Dativa Pipeline API: Anonymizing data

Dativa Pipeline API: Anonymizing data

Previous: Validating basic data types | Next: Referential Integrity

Three different forms of data anonymisation are supported:

  • Tokenisation - where data is tokenised using sequential integers and the mapping between integers and the original data returned in a separate file
  • Hashing - where the data is replaced with a hash using the SHA512 hashing algorithm with customisable salt
  • Encryption - where data is encrypted with a public certificate

Tokenisation providers the most reliable form of anonymisation as it cannot be reversed without the returned file. The file can be saved for future use or discarded. Where the file is stored on the file system it's name can be rotated based on a date field, providing for rotating tokenisation of data.

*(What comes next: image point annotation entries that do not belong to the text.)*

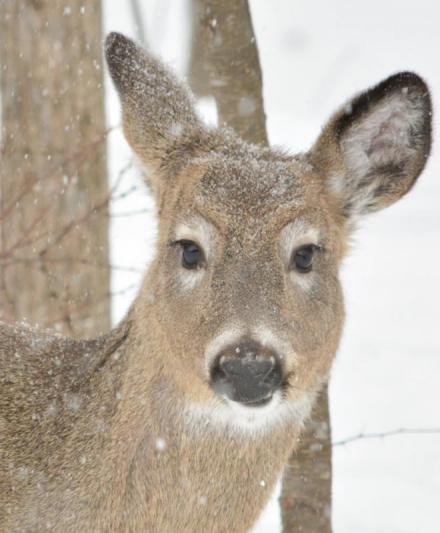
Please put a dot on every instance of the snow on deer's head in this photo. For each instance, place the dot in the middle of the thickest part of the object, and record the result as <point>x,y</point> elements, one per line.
<point>244,285</point>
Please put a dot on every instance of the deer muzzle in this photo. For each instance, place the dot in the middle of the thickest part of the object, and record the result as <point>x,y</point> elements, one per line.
<point>247,373</point>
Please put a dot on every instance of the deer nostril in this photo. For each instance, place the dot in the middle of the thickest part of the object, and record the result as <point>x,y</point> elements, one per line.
<point>247,373</point>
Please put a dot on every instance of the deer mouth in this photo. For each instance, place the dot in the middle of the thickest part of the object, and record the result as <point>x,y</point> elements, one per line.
<point>257,403</point>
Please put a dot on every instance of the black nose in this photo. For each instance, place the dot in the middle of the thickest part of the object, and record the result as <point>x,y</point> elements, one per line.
<point>247,372</point>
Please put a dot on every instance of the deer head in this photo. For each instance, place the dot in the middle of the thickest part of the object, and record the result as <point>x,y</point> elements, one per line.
<point>244,287</point>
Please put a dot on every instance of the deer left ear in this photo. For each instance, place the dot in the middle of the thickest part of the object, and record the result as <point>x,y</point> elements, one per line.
<point>374,148</point>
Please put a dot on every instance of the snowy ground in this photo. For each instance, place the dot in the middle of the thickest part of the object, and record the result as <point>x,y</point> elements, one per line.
<point>387,375</point>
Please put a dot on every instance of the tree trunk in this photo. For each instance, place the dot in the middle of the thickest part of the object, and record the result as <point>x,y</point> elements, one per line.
<point>225,64</point>
<point>307,481</point>
<point>53,180</point>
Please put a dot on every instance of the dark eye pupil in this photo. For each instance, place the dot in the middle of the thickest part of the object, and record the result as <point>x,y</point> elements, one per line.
<point>191,255</point>
<point>303,258</point>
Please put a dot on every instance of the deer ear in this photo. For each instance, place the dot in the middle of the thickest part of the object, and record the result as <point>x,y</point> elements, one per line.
<point>158,112</point>
<point>374,148</point>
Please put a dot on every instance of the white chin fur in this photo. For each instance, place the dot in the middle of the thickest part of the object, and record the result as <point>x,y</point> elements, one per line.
<point>228,415</point>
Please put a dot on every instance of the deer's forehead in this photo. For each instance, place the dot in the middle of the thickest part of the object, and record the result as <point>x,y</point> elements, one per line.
<point>243,186</point>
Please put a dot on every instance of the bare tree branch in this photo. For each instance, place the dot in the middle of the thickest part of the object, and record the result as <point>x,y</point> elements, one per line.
<point>389,433</point>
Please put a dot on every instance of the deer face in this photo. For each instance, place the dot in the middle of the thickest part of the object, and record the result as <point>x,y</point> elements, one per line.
<point>245,282</point>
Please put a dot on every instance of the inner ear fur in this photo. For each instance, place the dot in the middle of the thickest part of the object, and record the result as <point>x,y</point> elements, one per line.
<point>374,148</point>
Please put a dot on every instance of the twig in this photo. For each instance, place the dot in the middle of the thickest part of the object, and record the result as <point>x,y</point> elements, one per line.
<point>389,433</point>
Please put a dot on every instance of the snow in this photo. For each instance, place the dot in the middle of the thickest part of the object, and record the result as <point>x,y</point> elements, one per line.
<point>315,56</point>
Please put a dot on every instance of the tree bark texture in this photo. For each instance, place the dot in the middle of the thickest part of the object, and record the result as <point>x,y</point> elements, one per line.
<point>53,180</point>
<point>225,64</point>
<point>307,481</point>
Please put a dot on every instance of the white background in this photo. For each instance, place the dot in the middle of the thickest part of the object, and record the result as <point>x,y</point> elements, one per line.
<point>315,55</point>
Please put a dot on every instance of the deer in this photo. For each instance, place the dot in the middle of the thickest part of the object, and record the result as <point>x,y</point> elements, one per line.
<point>183,417</point>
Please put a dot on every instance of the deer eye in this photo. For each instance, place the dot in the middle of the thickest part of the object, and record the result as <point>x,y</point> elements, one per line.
<point>302,258</point>
<point>192,255</point>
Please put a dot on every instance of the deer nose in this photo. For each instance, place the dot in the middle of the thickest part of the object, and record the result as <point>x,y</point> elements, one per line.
<point>247,373</point>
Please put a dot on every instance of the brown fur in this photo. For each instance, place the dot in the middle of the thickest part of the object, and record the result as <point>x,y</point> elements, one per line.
<point>97,435</point>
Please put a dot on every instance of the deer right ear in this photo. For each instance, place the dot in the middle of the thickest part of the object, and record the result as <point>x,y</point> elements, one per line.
<point>158,112</point>
<point>372,151</point>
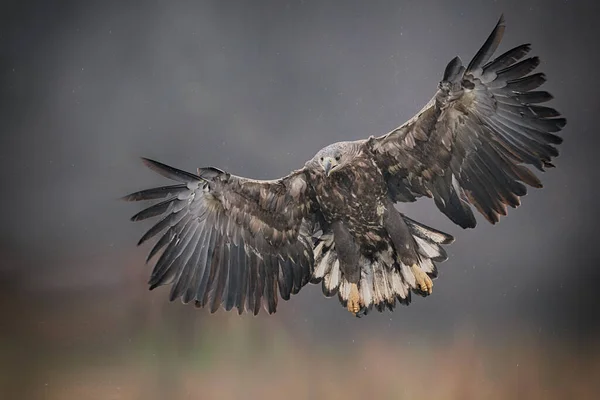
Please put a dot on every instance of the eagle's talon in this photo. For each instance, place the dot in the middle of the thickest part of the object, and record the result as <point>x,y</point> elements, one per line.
<point>354,299</point>
<point>424,282</point>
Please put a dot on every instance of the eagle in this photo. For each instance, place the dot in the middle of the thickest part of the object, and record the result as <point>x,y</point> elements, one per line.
<point>229,241</point>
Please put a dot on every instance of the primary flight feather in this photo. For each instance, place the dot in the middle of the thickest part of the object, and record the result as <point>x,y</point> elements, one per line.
<point>236,242</point>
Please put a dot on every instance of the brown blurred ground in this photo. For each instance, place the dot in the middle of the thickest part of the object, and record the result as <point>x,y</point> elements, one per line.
<point>101,343</point>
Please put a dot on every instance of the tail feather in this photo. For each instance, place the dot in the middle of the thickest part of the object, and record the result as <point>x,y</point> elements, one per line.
<point>385,280</point>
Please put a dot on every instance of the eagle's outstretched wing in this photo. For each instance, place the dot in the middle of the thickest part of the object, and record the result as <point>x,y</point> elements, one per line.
<point>229,240</point>
<point>469,143</point>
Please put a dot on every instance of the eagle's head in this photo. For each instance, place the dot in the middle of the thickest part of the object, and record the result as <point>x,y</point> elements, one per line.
<point>333,157</point>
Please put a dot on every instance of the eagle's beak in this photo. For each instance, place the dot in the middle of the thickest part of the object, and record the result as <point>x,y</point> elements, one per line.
<point>328,164</point>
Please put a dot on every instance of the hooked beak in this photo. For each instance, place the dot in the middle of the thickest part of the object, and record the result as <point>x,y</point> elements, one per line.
<point>328,164</point>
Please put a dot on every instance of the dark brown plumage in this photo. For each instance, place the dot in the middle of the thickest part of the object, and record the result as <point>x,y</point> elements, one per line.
<point>235,242</point>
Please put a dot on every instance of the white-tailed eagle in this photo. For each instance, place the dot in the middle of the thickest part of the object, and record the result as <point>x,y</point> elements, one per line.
<point>237,242</point>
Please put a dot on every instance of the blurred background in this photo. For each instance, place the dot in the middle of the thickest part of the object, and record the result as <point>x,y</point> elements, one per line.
<point>256,88</point>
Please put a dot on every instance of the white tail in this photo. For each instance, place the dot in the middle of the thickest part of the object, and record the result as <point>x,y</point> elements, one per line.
<point>384,278</point>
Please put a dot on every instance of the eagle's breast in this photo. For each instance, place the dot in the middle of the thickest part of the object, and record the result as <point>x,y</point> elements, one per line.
<point>355,194</point>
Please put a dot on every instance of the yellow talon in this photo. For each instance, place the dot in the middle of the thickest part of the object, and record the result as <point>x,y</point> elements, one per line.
<point>424,282</point>
<point>353,299</point>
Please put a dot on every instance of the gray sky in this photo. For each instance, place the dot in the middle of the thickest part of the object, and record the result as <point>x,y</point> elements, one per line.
<point>88,88</point>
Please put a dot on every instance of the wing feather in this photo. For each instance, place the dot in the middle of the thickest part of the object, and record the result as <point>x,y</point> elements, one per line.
<point>471,143</point>
<point>229,241</point>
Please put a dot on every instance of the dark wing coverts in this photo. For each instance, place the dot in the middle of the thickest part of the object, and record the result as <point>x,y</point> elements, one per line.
<point>469,142</point>
<point>229,240</point>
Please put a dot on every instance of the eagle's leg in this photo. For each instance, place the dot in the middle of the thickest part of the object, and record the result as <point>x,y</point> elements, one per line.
<point>424,282</point>
<point>348,254</point>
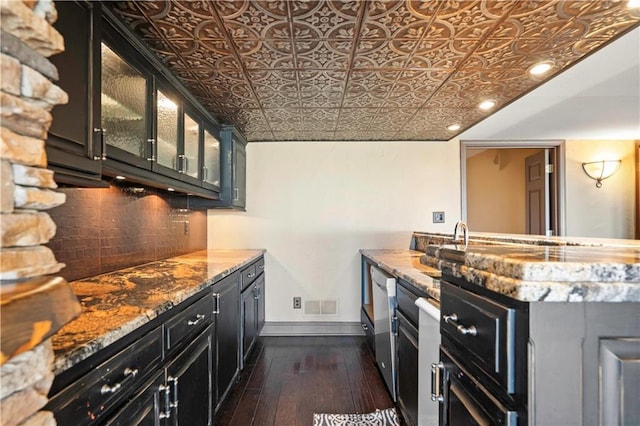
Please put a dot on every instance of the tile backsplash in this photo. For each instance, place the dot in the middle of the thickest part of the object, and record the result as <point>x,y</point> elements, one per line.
<point>102,230</point>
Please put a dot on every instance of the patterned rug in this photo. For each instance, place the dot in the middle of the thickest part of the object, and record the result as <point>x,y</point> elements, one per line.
<point>387,417</point>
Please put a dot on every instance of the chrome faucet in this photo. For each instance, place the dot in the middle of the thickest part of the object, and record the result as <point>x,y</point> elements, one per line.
<point>465,232</point>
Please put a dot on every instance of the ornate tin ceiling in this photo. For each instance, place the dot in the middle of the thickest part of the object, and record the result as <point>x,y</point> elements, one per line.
<point>366,70</point>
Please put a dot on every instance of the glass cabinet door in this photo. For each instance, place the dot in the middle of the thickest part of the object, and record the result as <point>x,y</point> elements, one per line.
<point>211,169</point>
<point>191,156</point>
<point>167,132</point>
<point>123,104</point>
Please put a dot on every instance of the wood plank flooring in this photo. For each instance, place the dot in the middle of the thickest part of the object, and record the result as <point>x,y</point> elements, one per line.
<point>287,379</point>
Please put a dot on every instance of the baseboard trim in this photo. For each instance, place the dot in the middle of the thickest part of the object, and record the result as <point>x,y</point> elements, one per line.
<point>285,328</point>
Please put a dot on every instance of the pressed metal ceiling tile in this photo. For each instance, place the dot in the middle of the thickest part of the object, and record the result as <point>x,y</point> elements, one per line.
<point>366,70</point>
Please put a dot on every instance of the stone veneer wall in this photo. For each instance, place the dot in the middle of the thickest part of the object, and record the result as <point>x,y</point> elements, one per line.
<point>26,192</point>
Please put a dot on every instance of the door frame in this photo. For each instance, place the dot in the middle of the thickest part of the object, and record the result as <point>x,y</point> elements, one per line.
<point>558,182</point>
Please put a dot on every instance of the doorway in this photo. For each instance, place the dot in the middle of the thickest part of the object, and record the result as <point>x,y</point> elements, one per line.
<point>501,193</point>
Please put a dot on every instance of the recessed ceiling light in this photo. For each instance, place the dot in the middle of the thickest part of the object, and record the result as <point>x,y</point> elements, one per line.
<point>487,105</point>
<point>540,68</point>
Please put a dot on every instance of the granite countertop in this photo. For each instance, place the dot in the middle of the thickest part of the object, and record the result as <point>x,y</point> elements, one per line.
<point>116,303</point>
<point>536,273</point>
<point>406,264</point>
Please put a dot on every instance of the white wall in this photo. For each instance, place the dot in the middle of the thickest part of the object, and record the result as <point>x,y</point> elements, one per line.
<point>313,205</point>
<point>600,212</point>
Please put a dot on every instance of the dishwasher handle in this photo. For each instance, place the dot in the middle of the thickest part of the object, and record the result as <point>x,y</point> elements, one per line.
<point>429,307</point>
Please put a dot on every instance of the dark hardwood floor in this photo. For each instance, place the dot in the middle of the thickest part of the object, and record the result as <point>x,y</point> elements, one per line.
<point>287,379</point>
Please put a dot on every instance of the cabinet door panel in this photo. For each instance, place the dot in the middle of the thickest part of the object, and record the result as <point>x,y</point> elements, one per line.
<point>408,369</point>
<point>227,332</point>
<point>123,104</point>
<point>260,304</point>
<point>144,408</point>
<point>249,319</point>
<point>189,379</point>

Hashing provides a second irreversible mechanism for anonymisation but collisions may occur so the hashes cannot be guaranteed to be unique. The salt applied to the hash can also be keyed from a date making the hashes persistent only for a limited period of time.

Encryption provides full reversible anonymization for those with the private certificate. Encryption supports the PKCS1 algorithm optimal asymmetric encryption padding 'OAEP'. The padding adds randomness to the encrypted output and we can either use a truly random number for continuously changing encrypted values, a fixed value for static encrypted values, or a fixed number based on a data field allowing for pseudo-rotating-tokens with different encrypted values for each time period.

Tokenization

String fields can be tokenized by setting the tokenize parameter to True. Tokens are constructed using an integer series and stored in a separate file which is added to the df_dict dictionary when it is returned. An existing dictionary can be passed in which case new values are added to it.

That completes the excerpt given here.